So 10.01.1932, Brief von Anneliese an Walter: “Fehlt also nur noch der heißersehnte Schnee”
Poststempel: 11.01, 8-9 Uhr.
Schwelm, den 10. I. 32.
Mein lieber Junge!
So, nun ist die Arbeit fertig, jetzt kommt das Vergnügen. Ich habe nämlich gerade 42 Tischkarten geschnitten und geschrieben. Mutter hatte schon Angst, daß ich vergessen würde, Dir zu schreiben, als ob ich meinen Jungen vergessen könnte!

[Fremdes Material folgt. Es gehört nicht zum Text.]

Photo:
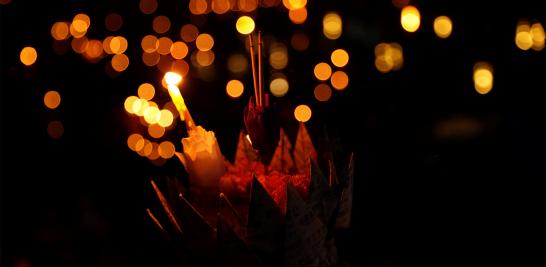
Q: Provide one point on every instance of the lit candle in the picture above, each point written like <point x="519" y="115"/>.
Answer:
<point x="201" y="157"/>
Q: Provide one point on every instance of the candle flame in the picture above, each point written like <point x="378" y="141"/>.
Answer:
<point x="172" y="78"/>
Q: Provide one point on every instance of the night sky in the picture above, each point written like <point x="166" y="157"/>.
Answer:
<point x="443" y="175"/>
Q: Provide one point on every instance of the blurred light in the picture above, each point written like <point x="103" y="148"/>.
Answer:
<point x="60" y="30"/>
<point x="483" y="77"/>
<point x="220" y="6"/>
<point x="155" y="130"/>
<point x="161" y="24"/>
<point x="94" y="50"/>
<point x="79" y="45"/>
<point x="132" y="141"/>
<point x="149" y="43"/>
<point x="340" y="58"/>
<point x="323" y="92"/>
<point x="204" y="58"/>
<point x="198" y="7"/>
<point x="52" y="99"/>
<point x="322" y="71"/>
<point x="388" y="57"/>
<point x="180" y="66"/>
<point x="113" y="22"/>
<point x="172" y="78"/>
<point x="339" y="80"/>
<point x="164" y="47"/>
<point x="248" y="5"/>
<point x="278" y="87"/>
<point x="179" y="50"/>
<point x="278" y="56"/>
<point x="146" y="91"/>
<point x="28" y="55"/>
<point x="443" y="26"/>
<point x="129" y="104"/>
<point x="150" y="59"/>
<point x="237" y="63"/>
<point x="166" y="118"/>
<point x="79" y="25"/>
<point x="332" y="25"/>
<point x="148" y="6"/>
<point x="538" y="36"/>
<point x="410" y="18"/>
<point x="118" y="45"/>
<point x="235" y="88"/>
<point x="297" y="16"/>
<point x="245" y="25"/>
<point x="302" y="113"/>
<point x="152" y="115"/>
<point x="166" y="149"/>
<point x="120" y="62"/>
<point x="204" y="42"/>
<point x="55" y="129"/>
<point x="300" y="41"/>
<point x="189" y="33"/>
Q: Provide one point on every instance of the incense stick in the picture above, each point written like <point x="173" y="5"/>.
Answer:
<point x="253" y="68"/>
<point x="260" y="88"/>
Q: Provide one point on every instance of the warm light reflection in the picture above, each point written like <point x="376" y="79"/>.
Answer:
<point x="279" y="87"/>
<point x="60" y="30"/>
<point x="483" y="77"/>
<point x="189" y="33"/>
<point x="340" y="58"/>
<point x="204" y="42"/>
<point x="323" y="92"/>
<point x="28" y="55"/>
<point x="235" y="88"/>
<point x="322" y="71"/>
<point x="166" y="149"/>
<point x="55" y="129"/>
<point x="113" y="22"/>
<point x="443" y="26"/>
<point x="299" y="41"/>
<point x="179" y="50"/>
<point x="237" y="63"/>
<point x="166" y="118"/>
<point x="161" y="24"/>
<point x="278" y="56"/>
<point x="339" y="80"/>
<point x="245" y="25"/>
<point x="302" y="113"/>
<point x="298" y="16"/>
<point x="149" y="43"/>
<point x="52" y="99"/>
<point x="120" y="62"/>
<point x="332" y="25"/>
<point x="155" y="130"/>
<point x="410" y="18"/>
<point x="148" y="6"/>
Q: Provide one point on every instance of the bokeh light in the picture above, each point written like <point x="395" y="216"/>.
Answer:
<point x="245" y="25"/>
<point x="234" y="88"/>
<point x="323" y="92"/>
<point x="339" y="80"/>
<point x="410" y="18"/>
<point x="443" y="26"/>
<point x="303" y="113"/>
<point x="322" y="71"/>
<point x="483" y="77"/>
<point x="28" y="55"/>
<point x="52" y="99"/>
<point x="340" y="58"/>
<point x="279" y="87"/>
<point x="332" y="25"/>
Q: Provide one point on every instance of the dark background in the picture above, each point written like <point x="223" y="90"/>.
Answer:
<point x="471" y="198"/>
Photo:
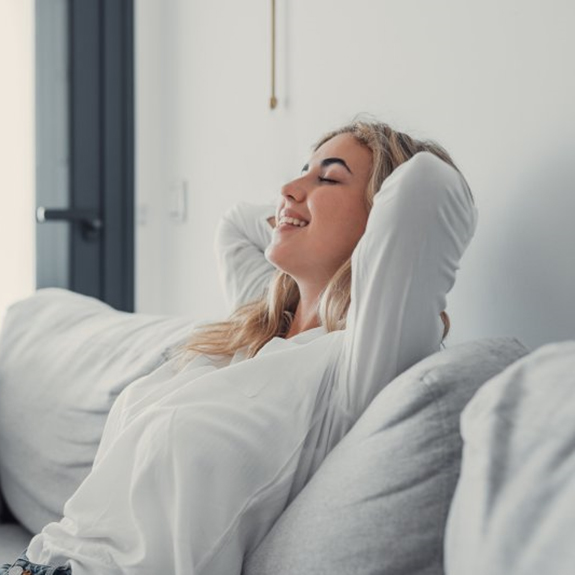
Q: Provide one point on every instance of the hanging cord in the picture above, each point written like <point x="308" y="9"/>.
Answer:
<point x="273" y="99"/>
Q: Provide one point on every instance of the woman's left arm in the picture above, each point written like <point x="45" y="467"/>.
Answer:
<point x="242" y="236"/>
<point x="421" y="222"/>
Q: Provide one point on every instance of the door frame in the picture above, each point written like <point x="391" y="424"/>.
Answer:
<point x="101" y="56"/>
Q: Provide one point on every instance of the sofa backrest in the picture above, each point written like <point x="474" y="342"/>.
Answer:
<point x="379" y="502"/>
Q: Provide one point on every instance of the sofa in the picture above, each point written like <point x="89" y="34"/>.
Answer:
<point x="400" y="494"/>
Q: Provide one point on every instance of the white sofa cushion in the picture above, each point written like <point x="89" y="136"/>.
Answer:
<point x="64" y="358"/>
<point x="514" y="508"/>
<point x="379" y="502"/>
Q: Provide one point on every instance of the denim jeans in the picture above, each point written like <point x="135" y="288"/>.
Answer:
<point x="23" y="567"/>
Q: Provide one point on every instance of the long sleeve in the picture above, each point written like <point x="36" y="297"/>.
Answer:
<point x="402" y="269"/>
<point x="241" y="239"/>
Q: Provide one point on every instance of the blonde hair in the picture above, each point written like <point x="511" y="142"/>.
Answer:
<point x="252" y="325"/>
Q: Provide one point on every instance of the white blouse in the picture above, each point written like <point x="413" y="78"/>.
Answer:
<point x="196" y="465"/>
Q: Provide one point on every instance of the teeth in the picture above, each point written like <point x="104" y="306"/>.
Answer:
<point x="293" y="221"/>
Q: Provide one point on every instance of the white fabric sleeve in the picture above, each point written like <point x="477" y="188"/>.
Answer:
<point x="422" y="220"/>
<point x="241" y="239"/>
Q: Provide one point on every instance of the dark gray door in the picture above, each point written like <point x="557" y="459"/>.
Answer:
<point x="85" y="150"/>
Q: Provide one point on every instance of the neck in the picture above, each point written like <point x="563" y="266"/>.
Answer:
<point x="306" y="316"/>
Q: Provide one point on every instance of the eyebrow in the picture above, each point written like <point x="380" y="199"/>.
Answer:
<point x="328" y="162"/>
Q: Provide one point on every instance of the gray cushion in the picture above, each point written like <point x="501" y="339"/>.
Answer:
<point x="64" y="358"/>
<point x="13" y="540"/>
<point x="379" y="502"/>
<point x="514" y="507"/>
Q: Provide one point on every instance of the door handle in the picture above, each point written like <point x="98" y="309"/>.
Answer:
<point x="89" y="219"/>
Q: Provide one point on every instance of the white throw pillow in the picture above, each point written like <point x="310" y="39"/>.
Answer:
<point x="64" y="358"/>
<point x="514" y="508"/>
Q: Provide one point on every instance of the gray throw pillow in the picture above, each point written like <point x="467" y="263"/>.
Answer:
<point x="64" y="358"/>
<point x="379" y="502"/>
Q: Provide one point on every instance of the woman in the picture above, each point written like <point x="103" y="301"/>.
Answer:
<point x="200" y="458"/>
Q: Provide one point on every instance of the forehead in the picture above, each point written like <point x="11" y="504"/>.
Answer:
<point x="347" y="147"/>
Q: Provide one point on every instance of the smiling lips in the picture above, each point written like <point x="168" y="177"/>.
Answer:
<point x="288" y="217"/>
<point x="292" y="222"/>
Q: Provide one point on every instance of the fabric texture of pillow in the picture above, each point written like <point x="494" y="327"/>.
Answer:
<point x="64" y="358"/>
<point x="379" y="502"/>
<point x="514" y="507"/>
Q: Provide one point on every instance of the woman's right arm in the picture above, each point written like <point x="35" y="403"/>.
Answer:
<point x="242" y="236"/>
<point x="421" y="222"/>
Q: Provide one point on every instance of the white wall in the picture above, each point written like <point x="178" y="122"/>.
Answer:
<point x="17" y="259"/>
<point x="491" y="80"/>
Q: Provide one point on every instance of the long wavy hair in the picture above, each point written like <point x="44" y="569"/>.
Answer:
<point x="252" y="325"/>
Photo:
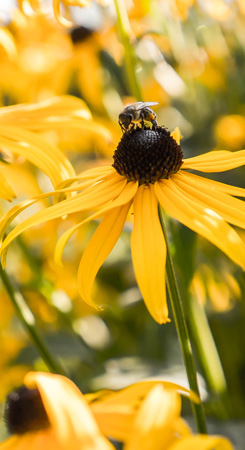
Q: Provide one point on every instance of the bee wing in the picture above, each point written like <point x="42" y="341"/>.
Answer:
<point x="142" y="105"/>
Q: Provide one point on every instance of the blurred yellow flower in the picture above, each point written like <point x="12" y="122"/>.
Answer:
<point x="35" y="6"/>
<point x="148" y="171"/>
<point x="50" y="410"/>
<point x="18" y="127"/>
<point x="230" y="131"/>
<point x="54" y="415"/>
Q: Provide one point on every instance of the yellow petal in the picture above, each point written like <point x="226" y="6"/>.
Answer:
<point x="203" y="443"/>
<point x="216" y="161"/>
<point x="200" y="219"/>
<point x="115" y="411"/>
<point x="7" y="42"/>
<point x="38" y="151"/>
<point x="176" y="134"/>
<point x="91" y="198"/>
<point x="61" y="19"/>
<point x="226" y="188"/>
<point x="124" y="197"/>
<point x="135" y="393"/>
<point x="149" y="253"/>
<point x="53" y="113"/>
<point x="229" y="208"/>
<point x="152" y="427"/>
<point x="6" y="191"/>
<point x="68" y="412"/>
<point x="98" y="248"/>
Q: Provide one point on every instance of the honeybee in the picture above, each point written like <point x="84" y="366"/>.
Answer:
<point x="137" y="112"/>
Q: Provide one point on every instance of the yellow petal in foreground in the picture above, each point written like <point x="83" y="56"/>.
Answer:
<point x="98" y="248"/>
<point x="49" y="114"/>
<point x="68" y="412"/>
<point x="229" y="208"/>
<point x="154" y="424"/>
<point x="149" y="253"/>
<point x="115" y="411"/>
<point x="6" y="191"/>
<point x="200" y="219"/>
<point x="38" y="151"/>
<point x="124" y="197"/>
<point x="89" y="199"/>
<point x="211" y="184"/>
<point x="216" y="161"/>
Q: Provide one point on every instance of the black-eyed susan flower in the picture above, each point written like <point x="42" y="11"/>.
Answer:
<point x="148" y="171"/>
<point x="159" y="426"/>
<point x="20" y="126"/>
<point x="50" y="410"/>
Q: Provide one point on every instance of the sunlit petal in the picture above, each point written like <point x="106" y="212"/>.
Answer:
<point x="149" y="253"/>
<point x="211" y="184"/>
<point x="200" y="219"/>
<point x="51" y="113"/>
<point x="6" y="191"/>
<point x="124" y="197"/>
<point x="216" y="161"/>
<point x="98" y="248"/>
<point x="229" y="208"/>
<point x="91" y="198"/>
<point x="153" y="424"/>
<point x="202" y="443"/>
<point x="68" y="412"/>
<point x="38" y="151"/>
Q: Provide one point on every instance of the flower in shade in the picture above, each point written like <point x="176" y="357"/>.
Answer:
<point x="49" y="410"/>
<point x="148" y="171"/>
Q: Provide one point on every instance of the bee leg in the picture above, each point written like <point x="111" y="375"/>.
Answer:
<point x="121" y="125"/>
<point x="142" y="120"/>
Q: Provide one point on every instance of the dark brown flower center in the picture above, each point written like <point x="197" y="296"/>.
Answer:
<point x="24" y="411"/>
<point x="147" y="155"/>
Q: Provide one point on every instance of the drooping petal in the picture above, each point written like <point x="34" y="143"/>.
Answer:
<point x="98" y="248"/>
<point x="201" y="442"/>
<point x="135" y="393"/>
<point x="153" y="425"/>
<point x="52" y="113"/>
<point x="176" y="134"/>
<point x="115" y="411"/>
<point x="38" y="151"/>
<point x="229" y="208"/>
<point x="124" y="197"/>
<point x="91" y="198"/>
<point x="200" y="219"/>
<point x="211" y="184"/>
<point x="6" y="191"/>
<point x="215" y="161"/>
<point x="149" y="253"/>
<point x="68" y="412"/>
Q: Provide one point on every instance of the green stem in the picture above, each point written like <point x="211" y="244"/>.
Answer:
<point x="29" y="322"/>
<point x="130" y="59"/>
<point x="183" y="334"/>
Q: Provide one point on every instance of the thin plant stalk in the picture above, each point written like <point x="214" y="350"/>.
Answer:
<point x="183" y="333"/>
<point x="129" y="54"/>
<point x="29" y="322"/>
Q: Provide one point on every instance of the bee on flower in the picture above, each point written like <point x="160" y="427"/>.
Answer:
<point x="148" y="171"/>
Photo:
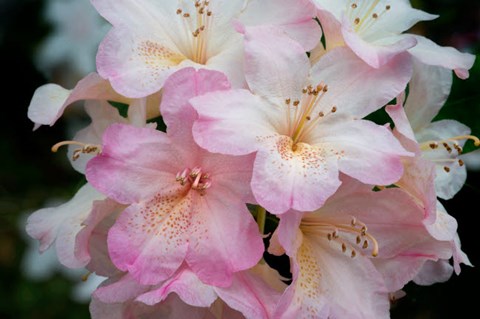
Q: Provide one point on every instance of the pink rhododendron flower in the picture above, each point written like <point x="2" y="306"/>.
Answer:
<point x="184" y="203"/>
<point x="440" y="141"/>
<point x="305" y="126"/>
<point x="151" y="39"/>
<point x="373" y="29"/>
<point x="339" y="253"/>
<point x="185" y="296"/>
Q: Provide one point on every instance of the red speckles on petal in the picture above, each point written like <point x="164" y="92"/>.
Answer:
<point x="156" y="56"/>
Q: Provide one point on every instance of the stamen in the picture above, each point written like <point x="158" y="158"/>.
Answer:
<point x="84" y="149"/>
<point x="198" y="180"/>
<point x="313" y="225"/>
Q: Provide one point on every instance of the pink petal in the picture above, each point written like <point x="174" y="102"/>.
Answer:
<point x="350" y="81"/>
<point x="218" y="131"/>
<point x="292" y="16"/>
<point x="61" y="224"/>
<point x="136" y="65"/>
<point x="186" y="285"/>
<point x="50" y="100"/>
<point x="428" y="52"/>
<point x="368" y="152"/>
<point x="433" y="272"/>
<point x="102" y="114"/>
<point x="377" y="55"/>
<point x="250" y="295"/>
<point x="266" y="58"/>
<point x="92" y="239"/>
<point x="179" y="88"/>
<point x="149" y="240"/>
<point x="402" y="125"/>
<point x="119" y="289"/>
<point x="142" y="156"/>
<point x="330" y="284"/>
<point x="429" y="89"/>
<point x="218" y="250"/>
<point x="284" y="179"/>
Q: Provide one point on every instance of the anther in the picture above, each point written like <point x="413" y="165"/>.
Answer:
<point x="365" y="244"/>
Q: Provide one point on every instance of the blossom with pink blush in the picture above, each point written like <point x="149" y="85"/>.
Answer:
<point x="150" y="40"/>
<point x="374" y="30"/>
<point x="349" y="256"/>
<point x="440" y="142"/>
<point x="305" y="127"/>
<point x="184" y="203"/>
<point x="184" y="296"/>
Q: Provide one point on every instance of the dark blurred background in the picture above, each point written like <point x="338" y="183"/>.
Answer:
<point x="32" y="177"/>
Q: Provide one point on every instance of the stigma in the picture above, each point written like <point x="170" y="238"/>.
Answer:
<point x="195" y="178"/>
<point x="305" y="113"/>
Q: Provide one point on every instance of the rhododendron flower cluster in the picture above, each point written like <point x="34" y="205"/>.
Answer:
<point x="210" y="117"/>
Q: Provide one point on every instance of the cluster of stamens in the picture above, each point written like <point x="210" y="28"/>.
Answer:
<point x="198" y="180"/>
<point x="197" y="26"/>
<point x="451" y="146"/>
<point x="363" y="13"/>
<point x="363" y="239"/>
<point x="302" y="115"/>
<point x="83" y="149"/>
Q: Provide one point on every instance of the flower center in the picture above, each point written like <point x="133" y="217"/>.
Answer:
<point x="197" y="27"/>
<point x="351" y="237"/>
<point x="363" y="14"/>
<point x="83" y="149"/>
<point x="450" y="145"/>
<point x="303" y="115"/>
<point x="197" y="179"/>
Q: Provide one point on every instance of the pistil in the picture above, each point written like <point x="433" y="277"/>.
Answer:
<point x="333" y="232"/>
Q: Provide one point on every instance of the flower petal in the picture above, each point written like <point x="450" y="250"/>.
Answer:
<point x="350" y="81"/>
<point x="62" y="224"/>
<point x="50" y="100"/>
<point x="136" y="64"/>
<point x="142" y="156"/>
<point x="186" y="285"/>
<point x="218" y="130"/>
<point x="430" y="53"/>
<point x="224" y="231"/>
<point x="267" y="58"/>
<point x="179" y="88"/>
<point x="292" y="16"/>
<point x="428" y="91"/>
<point x="284" y="179"/>
<point x="368" y="152"/>
<point x="149" y="240"/>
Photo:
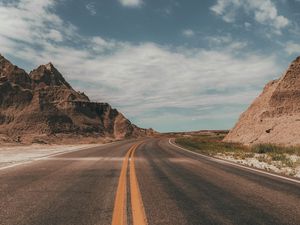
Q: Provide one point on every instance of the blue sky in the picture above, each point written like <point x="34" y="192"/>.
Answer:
<point x="168" y="64"/>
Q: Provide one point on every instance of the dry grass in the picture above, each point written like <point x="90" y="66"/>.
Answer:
<point x="212" y="145"/>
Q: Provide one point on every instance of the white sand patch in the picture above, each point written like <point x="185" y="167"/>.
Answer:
<point x="263" y="161"/>
<point x="10" y="156"/>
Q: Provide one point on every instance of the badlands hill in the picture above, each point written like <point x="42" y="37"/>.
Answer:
<point x="274" y="116"/>
<point x="43" y="107"/>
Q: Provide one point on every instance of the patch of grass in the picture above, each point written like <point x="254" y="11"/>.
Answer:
<point x="210" y="144"/>
<point x="270" y="148"/>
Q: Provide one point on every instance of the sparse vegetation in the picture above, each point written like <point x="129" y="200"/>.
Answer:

Nun sind ja für Dich die schönen Tage des Ausruhens, die Du wirklich verdient hattest, leider vorüber, aber die Freude über “unsere” fertiggestellte Arbeit hält sicher noch an. Weißt Du, es war doch schön, als wir zusammen gearbeitet haben, findest Du nicht auch? So jeden Morgen zu wissen, gleich – oder später – kommt der Walter, ist doch ein zu nettes Gefühl! Nun, freuen wir uns auf die nächste Arbeit (aber nicht im Oktober)! Mucki hat sich kürzlich recht lobend über Deine Arbeit geäußert. Er hat mir auch sehr viel – vielleicht mehr als er verantworten kann – über die Verhältnisse in der Schule erzählt. Frau Mucki zeigt sich von ihrer allerbesten Seite, die “Vergnügungsausschuss-Sitzungen” führen uns jetzt häufig zusammen. Sie erkundigt sich jedes Mal lebhaft, ob Du auch ja kämst und droht, mir die nettesten Tischherren zu geben, wenn Du nicht erscheinen solltest; es ist zu nett, jedes Mal hat sie einen anderen und immer soll ich es Dir schreiben. Da habe ich ihr nun heute gesagt, daß das garkeinen Eindruck auf Dich machen würde, was sie nicht verstehen konnte und bis zum nächsten Male wieder vergessen wird. Ich hoffe ja nun fest, daß man in Bochum Einsehen mit Dir und mir haben wird, denn der Abend verspricht, sehr nett zu werden. Und vor allem würde ich mich freuen, Dich einmal wieder hier zu haben. Nun, Du siehst zu, was sich machen lässt und gibst mir Bescheid, so früh wie Du kannst, nicht wahr? Schlafen sollst Du bei Hornigs.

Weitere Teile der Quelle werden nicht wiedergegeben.